To power-on a VM you need unreserved memory capacity! The unreserved memory capacity needs to be equal to the memory reservation of the VM and the memory overhead! In other words, if you set no memory reservation you can power-on multiple 96GB VMs on a 48GB host. Just because the memory overhead is much lower than 48GB of memory. Now this doesn’t mean it is a best practice, or this is something I would recommend, but it does mean that if you look at how HA handles a fail-overs it will accommodate the restart of these virtual machine. This also means that with regards to HA Admission Control, chances of not being able to power-on your virtual machine because of insufficient resources are fairly slim.

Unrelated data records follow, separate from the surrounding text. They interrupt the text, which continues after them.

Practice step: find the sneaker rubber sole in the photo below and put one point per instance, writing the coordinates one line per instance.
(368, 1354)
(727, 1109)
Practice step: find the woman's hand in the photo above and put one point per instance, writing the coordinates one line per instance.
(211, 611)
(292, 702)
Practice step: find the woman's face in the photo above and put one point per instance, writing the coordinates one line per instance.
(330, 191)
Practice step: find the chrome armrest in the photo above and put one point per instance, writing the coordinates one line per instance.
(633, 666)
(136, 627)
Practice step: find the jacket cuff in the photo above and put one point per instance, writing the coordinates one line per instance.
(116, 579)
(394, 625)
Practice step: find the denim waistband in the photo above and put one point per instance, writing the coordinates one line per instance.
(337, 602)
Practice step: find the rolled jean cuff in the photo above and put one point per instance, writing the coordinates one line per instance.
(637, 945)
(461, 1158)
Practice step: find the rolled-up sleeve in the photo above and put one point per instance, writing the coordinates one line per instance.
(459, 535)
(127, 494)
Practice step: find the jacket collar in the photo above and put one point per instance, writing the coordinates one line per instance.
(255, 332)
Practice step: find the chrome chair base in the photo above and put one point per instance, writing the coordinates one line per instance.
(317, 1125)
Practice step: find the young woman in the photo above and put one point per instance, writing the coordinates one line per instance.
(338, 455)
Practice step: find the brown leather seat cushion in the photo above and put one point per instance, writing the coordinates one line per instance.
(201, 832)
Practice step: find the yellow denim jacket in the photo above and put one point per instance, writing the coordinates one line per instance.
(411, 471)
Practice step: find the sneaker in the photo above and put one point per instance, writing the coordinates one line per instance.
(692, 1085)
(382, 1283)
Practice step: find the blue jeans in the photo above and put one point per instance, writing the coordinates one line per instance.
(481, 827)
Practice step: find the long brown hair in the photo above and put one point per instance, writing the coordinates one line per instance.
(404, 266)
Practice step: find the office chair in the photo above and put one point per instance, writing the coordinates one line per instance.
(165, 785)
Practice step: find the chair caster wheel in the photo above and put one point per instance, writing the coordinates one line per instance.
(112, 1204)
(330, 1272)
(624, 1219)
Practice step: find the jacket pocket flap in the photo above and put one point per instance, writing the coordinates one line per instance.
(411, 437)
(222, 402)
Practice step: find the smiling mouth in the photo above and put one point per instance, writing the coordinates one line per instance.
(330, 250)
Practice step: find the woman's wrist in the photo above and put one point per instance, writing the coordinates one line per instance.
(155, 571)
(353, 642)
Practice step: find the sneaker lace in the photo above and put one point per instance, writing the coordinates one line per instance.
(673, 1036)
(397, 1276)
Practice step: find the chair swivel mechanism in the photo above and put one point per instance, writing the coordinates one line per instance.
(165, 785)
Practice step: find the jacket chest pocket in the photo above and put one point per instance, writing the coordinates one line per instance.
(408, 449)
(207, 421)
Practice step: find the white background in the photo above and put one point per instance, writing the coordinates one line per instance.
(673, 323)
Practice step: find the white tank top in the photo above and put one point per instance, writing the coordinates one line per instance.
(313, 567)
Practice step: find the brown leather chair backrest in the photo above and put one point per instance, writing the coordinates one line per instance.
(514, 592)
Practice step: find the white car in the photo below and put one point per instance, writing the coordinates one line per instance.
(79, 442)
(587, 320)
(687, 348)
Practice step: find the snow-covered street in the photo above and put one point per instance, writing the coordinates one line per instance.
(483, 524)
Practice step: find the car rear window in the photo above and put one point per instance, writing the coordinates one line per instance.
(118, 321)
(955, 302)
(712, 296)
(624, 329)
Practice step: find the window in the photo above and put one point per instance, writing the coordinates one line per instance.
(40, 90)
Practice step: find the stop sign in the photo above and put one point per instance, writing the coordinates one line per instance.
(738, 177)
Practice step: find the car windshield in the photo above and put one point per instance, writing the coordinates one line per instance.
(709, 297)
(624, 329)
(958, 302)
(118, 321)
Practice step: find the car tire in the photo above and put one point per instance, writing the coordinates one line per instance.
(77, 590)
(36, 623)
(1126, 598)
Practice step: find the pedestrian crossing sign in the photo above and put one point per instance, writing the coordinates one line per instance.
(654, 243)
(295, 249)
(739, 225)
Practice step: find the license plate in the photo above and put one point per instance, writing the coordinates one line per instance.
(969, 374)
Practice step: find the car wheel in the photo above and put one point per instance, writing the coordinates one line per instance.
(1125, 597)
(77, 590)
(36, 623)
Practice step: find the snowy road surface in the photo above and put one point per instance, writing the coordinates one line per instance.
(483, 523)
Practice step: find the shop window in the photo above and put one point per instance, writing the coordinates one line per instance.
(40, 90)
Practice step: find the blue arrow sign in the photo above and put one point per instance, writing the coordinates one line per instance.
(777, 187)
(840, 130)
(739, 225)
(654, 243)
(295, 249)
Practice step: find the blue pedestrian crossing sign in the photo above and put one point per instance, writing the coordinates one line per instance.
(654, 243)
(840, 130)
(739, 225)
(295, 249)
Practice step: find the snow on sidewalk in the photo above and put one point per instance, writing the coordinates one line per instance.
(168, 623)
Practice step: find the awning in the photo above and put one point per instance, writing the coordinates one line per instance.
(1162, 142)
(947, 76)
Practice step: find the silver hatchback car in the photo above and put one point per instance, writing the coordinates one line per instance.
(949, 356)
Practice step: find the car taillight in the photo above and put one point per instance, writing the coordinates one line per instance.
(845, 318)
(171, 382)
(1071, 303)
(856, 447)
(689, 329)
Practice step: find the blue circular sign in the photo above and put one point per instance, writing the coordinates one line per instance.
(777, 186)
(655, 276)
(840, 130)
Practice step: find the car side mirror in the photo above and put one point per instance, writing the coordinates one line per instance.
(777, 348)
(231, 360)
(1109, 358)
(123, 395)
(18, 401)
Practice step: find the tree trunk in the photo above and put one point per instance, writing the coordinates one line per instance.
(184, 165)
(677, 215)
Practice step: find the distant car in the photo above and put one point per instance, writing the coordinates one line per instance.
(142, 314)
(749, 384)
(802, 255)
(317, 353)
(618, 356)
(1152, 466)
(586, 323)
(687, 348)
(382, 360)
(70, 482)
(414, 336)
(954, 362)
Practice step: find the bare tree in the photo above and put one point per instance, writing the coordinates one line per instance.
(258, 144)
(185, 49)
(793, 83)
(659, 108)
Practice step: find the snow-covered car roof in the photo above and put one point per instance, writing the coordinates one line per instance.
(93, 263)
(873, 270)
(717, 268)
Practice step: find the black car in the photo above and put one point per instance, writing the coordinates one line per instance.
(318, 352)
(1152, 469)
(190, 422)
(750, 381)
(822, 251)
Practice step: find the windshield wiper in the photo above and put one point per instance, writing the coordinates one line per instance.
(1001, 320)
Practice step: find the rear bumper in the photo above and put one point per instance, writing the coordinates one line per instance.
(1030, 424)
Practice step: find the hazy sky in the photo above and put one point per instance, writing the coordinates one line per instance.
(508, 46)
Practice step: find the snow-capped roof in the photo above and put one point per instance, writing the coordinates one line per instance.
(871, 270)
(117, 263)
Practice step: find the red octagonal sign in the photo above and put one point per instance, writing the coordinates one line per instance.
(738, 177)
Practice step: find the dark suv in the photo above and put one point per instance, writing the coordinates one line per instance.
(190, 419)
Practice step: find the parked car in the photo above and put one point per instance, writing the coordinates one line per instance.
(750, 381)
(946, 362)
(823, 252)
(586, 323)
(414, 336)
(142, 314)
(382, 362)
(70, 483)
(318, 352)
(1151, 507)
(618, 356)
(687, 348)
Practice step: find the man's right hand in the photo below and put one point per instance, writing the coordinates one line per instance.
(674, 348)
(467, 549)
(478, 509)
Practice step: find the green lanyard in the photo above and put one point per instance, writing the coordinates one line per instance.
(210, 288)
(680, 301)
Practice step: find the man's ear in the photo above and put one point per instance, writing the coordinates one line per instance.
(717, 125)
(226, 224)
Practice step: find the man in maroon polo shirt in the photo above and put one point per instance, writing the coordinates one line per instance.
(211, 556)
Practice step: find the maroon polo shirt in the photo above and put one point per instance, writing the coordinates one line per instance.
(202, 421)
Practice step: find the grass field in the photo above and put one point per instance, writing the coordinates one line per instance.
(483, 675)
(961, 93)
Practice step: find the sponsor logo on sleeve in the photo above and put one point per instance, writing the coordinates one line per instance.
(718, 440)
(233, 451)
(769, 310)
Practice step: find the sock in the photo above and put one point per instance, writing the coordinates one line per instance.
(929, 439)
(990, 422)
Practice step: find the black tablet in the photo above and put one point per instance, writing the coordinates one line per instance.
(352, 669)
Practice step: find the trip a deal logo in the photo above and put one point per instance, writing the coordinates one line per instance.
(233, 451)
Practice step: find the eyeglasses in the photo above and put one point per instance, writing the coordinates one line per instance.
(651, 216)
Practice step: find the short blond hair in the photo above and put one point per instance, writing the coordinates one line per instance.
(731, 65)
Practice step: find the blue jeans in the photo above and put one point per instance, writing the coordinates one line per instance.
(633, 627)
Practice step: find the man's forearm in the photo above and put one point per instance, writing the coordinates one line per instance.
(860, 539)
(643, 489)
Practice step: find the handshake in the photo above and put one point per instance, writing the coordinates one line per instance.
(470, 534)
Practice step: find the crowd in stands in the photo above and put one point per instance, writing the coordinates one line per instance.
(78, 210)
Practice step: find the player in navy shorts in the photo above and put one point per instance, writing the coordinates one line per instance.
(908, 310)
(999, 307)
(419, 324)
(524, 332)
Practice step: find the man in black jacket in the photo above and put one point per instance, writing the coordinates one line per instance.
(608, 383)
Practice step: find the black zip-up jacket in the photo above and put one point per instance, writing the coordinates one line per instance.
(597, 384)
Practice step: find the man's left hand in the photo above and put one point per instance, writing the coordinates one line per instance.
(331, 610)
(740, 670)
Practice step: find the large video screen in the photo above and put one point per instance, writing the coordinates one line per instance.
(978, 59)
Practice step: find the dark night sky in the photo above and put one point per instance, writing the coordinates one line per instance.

I bet that if you over-commit to such an extent that a power-on operation is impossible you have a lot more challenges to begin with!
Frank Denneman wrote a nice article about this a while back, it explains perfectly what the impact is of a memory reservation.
Yes, and HA is not prone to admission control. I think it hadn’t be reminded during the Q&A session.
We have this more with CPU. We have one host with 48 cores, the others only have 8. So our 12 vCPU VMs need to be re-configured when powering on after a failure.